Toyota Motor Corp <7203.T> reported its best operating profit in two years on Wednesday, beating market estimates, and lifted its cautious forecasts despite a sluggish U.S. recovery and a stronger yen.

For the April-June quarter, the maker of the Prius hybrid reported an operating profit of 211.7 billion yen ($2.47 billion) thanks to a sharp rise in vehicle sales, swinging from a loss of 194.9 billion yen a year ago.

That was comfortably better than the average 146 billion estimated by six analysts surveyed by Reuters.

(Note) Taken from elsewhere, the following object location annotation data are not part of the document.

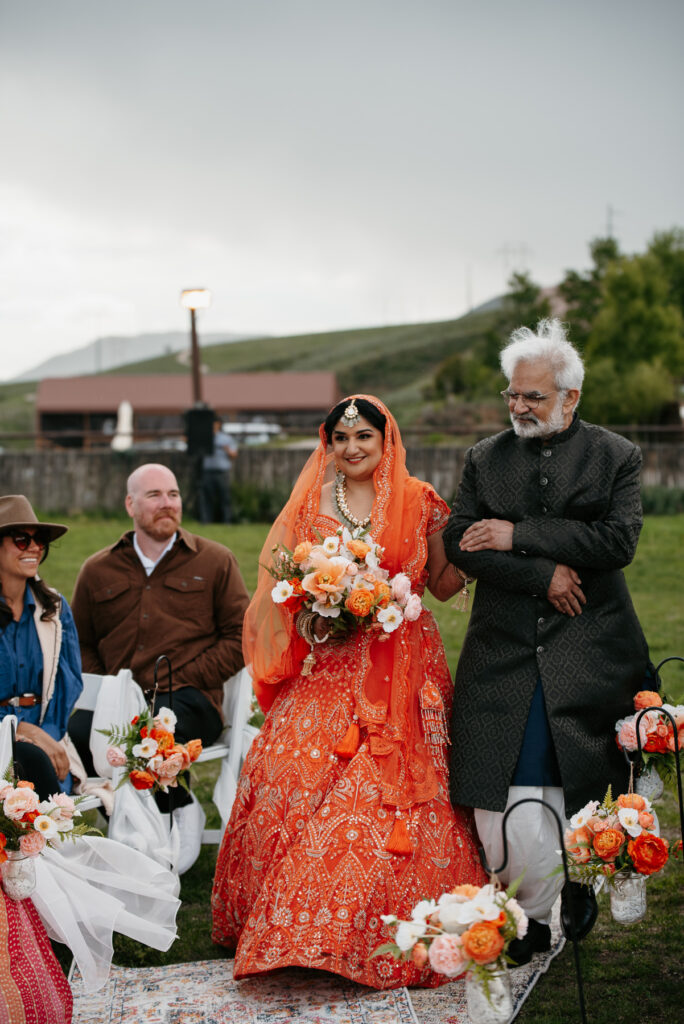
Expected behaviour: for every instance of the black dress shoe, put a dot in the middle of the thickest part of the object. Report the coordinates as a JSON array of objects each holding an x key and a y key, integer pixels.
[
  {"x": 585, "y": 909},
  {"x": 538, "y": 940}
]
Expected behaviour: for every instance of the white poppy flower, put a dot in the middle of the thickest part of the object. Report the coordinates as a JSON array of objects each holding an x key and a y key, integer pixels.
[{"x": 282, "y": 591}]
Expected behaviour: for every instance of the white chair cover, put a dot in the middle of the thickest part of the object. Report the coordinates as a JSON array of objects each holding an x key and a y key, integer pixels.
[{"x": 237, "y": 711}]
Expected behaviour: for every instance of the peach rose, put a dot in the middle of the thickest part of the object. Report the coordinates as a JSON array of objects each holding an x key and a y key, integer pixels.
[
  {"x": 482, "y": 942},
  {"x": 194, "y": 748},
  {"x": 358, "y": 549},
  {"x": 632, "y": 800},
  {"x": 580, "y": 854},
  {"x": 19, "y": 802},
  {"x": 608, "y": 844},
  {"x": 32, "y": 844},
  {"x": 648, "y": 853},
  {"x": 359, "y": 602},
  {"x": 647, "y": 698},
  {"x": 446, "y": 955},
  {"x": 419, "y": 954},
  {"x": 116, "y": 757},
  {"x": 141, "y": 779}
]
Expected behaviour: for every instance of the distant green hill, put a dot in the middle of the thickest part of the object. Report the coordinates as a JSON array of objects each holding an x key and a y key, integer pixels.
[{"x": 394, "y": 363}]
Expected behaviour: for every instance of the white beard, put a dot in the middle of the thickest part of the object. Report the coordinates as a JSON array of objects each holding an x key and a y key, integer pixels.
[{"x": 531, "y": 427}]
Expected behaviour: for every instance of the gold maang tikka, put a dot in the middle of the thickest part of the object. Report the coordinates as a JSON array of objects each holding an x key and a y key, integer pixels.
[{"x": 351, "y": 416}]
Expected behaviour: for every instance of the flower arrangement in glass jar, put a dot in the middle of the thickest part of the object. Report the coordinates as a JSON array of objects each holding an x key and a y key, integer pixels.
[
  {"x": 467, "y": 930},
  {"x": 614, "y": 837},
  {"x": 29, "y": 823},
  {"x": 341, "y": 579},
  {"x": 655, "y": 731},
  {"x": 147, "y": 752}
]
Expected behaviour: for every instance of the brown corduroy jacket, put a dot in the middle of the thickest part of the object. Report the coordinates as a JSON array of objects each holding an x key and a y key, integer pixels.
[{"x": 190, "y": 608}]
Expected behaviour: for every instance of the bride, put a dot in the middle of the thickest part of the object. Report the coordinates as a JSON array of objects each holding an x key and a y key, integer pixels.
[{"x": 342, "y": 811}]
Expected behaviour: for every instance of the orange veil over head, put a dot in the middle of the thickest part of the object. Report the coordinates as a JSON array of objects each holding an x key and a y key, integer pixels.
[{"x": 390, "y": 686}]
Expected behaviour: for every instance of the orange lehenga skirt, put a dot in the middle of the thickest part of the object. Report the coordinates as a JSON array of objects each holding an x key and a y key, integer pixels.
[{"x": 303, "y": 876}]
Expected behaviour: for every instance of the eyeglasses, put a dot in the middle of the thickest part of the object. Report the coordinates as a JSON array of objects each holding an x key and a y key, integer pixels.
[
  {"x": 530, "y": 399},
  {"x": 23, "y": 541}
]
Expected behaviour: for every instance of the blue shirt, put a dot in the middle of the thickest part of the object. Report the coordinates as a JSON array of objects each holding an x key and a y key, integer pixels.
[{"x": 22, "y": 669}]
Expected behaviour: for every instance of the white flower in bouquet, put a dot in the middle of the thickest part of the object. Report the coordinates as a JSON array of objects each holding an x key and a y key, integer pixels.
[
  {"x": 390, "y": 617},
  {"x": 282, "y": 591}
]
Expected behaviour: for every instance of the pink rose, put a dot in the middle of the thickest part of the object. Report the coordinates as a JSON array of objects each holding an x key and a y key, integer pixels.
[
  {"x": 32, "y": 844},
  {"x": 18, "y": 802},
  {"x": 171, "y": 766},
  {"x": 413, "y": 608},
  {"x": 446, "y": 955},
  {"x": 400, "y": 588},
  {"x": 116, "y": 757},
  {"x": 66, "y": 805}
]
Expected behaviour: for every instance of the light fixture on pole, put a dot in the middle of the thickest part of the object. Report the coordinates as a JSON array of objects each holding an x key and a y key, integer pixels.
[{"x": 193, "y": 299}]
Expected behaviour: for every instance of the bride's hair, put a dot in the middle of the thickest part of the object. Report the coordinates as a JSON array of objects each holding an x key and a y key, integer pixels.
[{"x": 366, "y": 409}]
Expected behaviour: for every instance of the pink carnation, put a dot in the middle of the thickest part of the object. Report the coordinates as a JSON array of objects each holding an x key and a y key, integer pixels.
[
  {"x": 116, "y": 757},
  {"x": 32, "y": 844},
  {"x": 446, "y": 955}
]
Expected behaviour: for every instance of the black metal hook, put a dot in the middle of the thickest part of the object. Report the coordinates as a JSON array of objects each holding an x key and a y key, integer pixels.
[{"x": 575, "y": 944}]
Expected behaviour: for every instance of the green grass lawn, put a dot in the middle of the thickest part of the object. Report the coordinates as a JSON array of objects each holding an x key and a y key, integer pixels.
[{"x": 632, "y": 974}]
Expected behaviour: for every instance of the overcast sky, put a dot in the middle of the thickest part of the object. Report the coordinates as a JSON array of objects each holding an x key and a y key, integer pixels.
[{"x": 319, "y": 164}]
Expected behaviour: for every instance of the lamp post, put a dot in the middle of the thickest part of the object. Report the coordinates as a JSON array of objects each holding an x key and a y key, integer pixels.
[{"x": 193, "y": 299}]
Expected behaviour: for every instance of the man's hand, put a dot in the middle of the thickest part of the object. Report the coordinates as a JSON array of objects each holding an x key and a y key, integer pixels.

While higher than its earlier forecast, Toyota's new guidance for operating profit to total 330 billion yen in the year to March 31, 2011, is still far short of a consensus 526.5 billion yen in a survey of 21 analysts by Thomson Reuters I/B/E/S.

First-quarter net profit, which includes earnings made in China, was 190.5 billion yen, compared with a loss of 77.8 billion yen a year earlier.

After the financial crisis hammered car demand globally, Toyota has been plagued with excess production capacity, putting pressure on margins. Japan's incentives to replace old cars with fuel-efficient ones have shored up domestic production in the past year, but those subsidies will expire in September.

In the coming quarters, Toyota is expected to get the double blow of crumbling domestic sales and a stronger-than-assumed yen, which makes exports less competitive and reduces the value of profits made overseas.

Shares of Toyota have fallen 22 percent in the year to date, faring worse than Tokyo's main TOPIX index <.TOPX>, which lost about 17 percent in the same period.